Resolution on Prison Expenditures Exposed
The Resolution on Prison Expenditures is listed under ALEC's Public Safety and Elections Task Force and was included in ALEC's 1995 Sourcebook of American State Legislation. There is no adoption or approval information available. ALEC has attempted to distance itself from this piece of legislation after the launch of ALECexposed.org in 2011, but it has done nothing to get it repealed in the states where it previously pushed for it to be made into law.
CMD's Bill Summary
This Resolution purports to blame rising prison spending on rising standards of living for prisoners. The most significant part of per-inmate prison expenditures is the cost of security, which benefits the private prison industry (including the Corrections Corporation of America, which was on the Executive Committee of ALEC's now disbanded Public Safety and Elections Task Force). Looking at the bigger picture, taxpayers are spending more on prisons because more Americans are being imprisoned and more prisons are being built. A large part of the rising incareration rate is attributable to the "War on Drugs," which ALEC bills perpetuate. Also to blame are mandatory minimum sentences, which ALEC bills also promote, as well as truth-in-sentencing bills like those introduced by ALEC alumnus and Wisconsin Governor Scott Walker, which extend time incarcerated rather than on parole.
ALEC Resolution Text
Summary
For over 30 years the average total state cost per prisoner has increased almost twice as fast as the rise in the median income and more than twice as fast as the poverty rate. It is unconscionable that the rise in the standard of living of convicted prisoners has risen far faster than that of their victims, especially in light of the need to use limited public funds to expand prison capacity to prevent convicted violent and repeat offenders from returning to the streets before completing their sentences.
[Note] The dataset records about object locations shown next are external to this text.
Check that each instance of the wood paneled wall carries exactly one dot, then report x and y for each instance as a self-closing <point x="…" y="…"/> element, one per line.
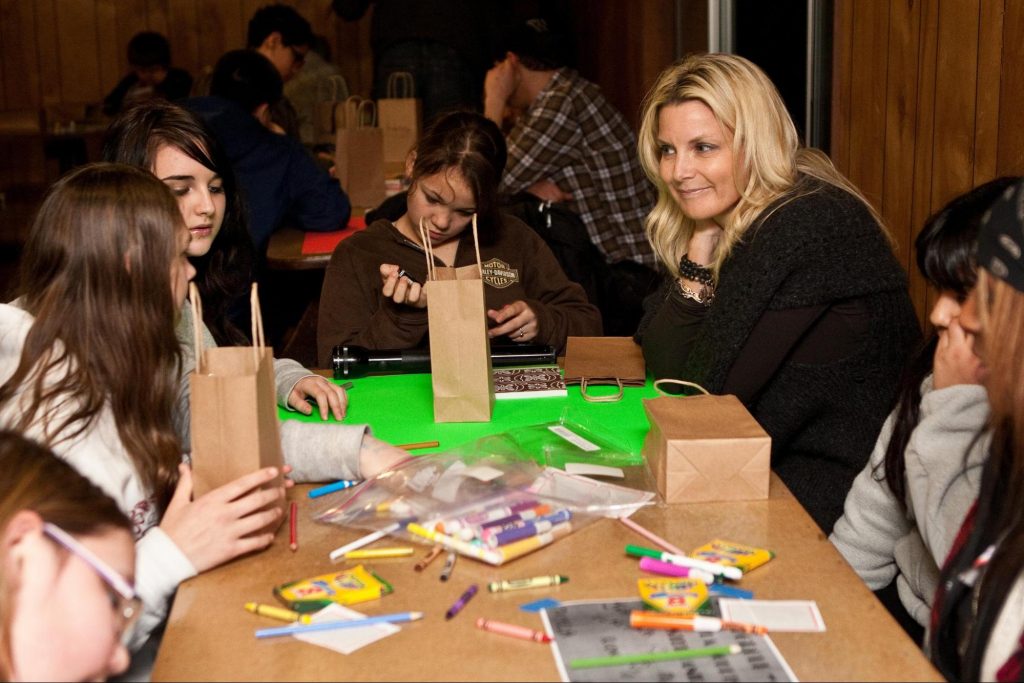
<point x="928" y="99"/>
<point x="74" y="50"/>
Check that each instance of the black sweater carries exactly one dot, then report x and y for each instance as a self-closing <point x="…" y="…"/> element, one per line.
<point x="816" y="250"/>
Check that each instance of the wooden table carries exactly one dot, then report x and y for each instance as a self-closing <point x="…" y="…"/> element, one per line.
<point x="210" y="636"/>
<point x="284" y="252"/>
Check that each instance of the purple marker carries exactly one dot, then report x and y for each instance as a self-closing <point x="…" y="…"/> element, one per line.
<point x="502" y="537"/>
<point x="669" y="569"/>
<point x="461" y="602"/>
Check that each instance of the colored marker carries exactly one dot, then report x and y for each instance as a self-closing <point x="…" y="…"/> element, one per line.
<point x="332" y="487"/>
<point x="512" y="630"/>
<point x="723" y="591"/>
<point x="670" y="569"/>
<point x="650" y="536"/>
<point x="461" y="602"/>
<point x="646" y="657"/>
<point x="522" y="584"/>
<point x="449" y="565"/>
<point x="378" y="553"/>
<point x="365" y="541"/>
<point x="650" y="620"/>
<point x="345" y="624"/>
<point x="278" y="612"/>
<point x="488" y="556"/>
<point x="431" y="556"/>
<point x="520" y="548"/>
<point x="419" y="444"/>
<point x="682" y="560"/>
<point x="471" y="531"/>
<point x="293" y="527"/>
<point x="496" y="538"/>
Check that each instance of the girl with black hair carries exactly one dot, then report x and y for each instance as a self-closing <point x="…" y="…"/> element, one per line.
<point x="904" y="508"/>
<point x="977" y="628"/>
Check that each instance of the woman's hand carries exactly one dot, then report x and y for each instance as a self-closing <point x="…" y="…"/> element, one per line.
<point x="401" y="290"/>
<point x="329" y="396"/>
<point x="377" y="456"/>
<point x="515" y="319"/>
<point x="225" y="522"/>
<point x="955" y="361"/>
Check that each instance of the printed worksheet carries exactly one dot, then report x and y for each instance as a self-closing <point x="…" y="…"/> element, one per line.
<point x="600" y="628"/>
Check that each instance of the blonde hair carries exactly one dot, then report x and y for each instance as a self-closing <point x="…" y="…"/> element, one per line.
<point x="765" y="147"/>
<point x="36" y="479"/>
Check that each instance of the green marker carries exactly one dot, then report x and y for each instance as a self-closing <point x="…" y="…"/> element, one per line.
<point x="647" y="657"/>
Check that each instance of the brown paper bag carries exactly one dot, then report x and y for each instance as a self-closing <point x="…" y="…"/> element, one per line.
<point x="399" y="117"/>
<point x="358" y="154"/>
<point x="330" y="91"/>
<point x="233" y="408"/>
<point x="460" y="350"/>
<point x="596" y="360"/>
<point x="706" y="447"/>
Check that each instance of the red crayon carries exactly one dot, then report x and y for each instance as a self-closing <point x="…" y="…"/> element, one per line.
<point x="293" y="527"/>
<point x="512" y="630"/>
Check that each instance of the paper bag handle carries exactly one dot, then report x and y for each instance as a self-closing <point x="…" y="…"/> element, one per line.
<point x="429" y="250"/>
<point x="400" y="80"/>
<point x="679" y="382"/>
<point x="585" y="382"/>
<point x="259" y="341"/>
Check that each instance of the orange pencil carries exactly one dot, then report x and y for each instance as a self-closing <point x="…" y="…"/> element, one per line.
<point x="293" y="527"/>
<point x="651" y="620"/>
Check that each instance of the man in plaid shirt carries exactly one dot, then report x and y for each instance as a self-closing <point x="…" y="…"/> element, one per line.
<point x="569" y="143"/>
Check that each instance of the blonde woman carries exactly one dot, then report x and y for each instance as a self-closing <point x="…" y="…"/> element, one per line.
<point x="783" y="289"/>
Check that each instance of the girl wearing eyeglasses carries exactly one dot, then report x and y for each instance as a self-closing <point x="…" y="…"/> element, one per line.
<point x="67" y="567"/>
<point x="88" y="367"/>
This resolution supports any policies which would prevent prisoners from living at a standard of living higher than that of the poverty rate of the citizens of the state in which they are incarcerated, and calls on federal courts to cease "micro-managing" state prisons.
Model Resolution
WHEREAS since 1960, the average total state correctional expenditures per inmate have increased almost twice as fast as median income and more than twice as fast as the poverty threshold; and
WHEREAS expenditures on prisons in excess of the levels necessary to meet constitutionally mandated conditions of confinement increase the cost of building and administering institutions, thereby diverting funds which could be used to expand current prison capacity throughout the country; and
WHEREAS additional prison beds are desperately needed to stop the early release of repeat and violent offenders due to insufficient prison capacity; and
WHEREAS public funds that could go to assist the law-abiding poor are being expended to provide facilities and services for inmates at a level exceeding the minimum standard of living for the law-abiding poor and exceeding the conditions mandated by the Constitution of the United States; and
WHEREAS Federal Courts have been besieged by frivolous litigation brought by inmates incarcerated in institutions; and
WHEREAS lacking a legislative expression of the contemporary standards of decency relating to prison conditions, federal courts have become unduly involved in the micromanagement of state and local correctional facilities;
THEREFORE BE IT RESOLVED that the American Legislative Exchange Council supports policies which state that inmates should not be entitled to live better than law-abiding persons living at the poverty guideline level of income as determined by the U.S. Department of Health and Human Services; and
BE IT FURTHER RESOLVED that the American Legislative Exchange Council supports legislation which limits the power of federal courts to impose upon the states, prison conditions not mandated by the United States Constitution or to further micromanage state prisons; and
BE IT FURTHER RESOLVED that copies of this resolution be provided to the President of the United States and Members of Congress.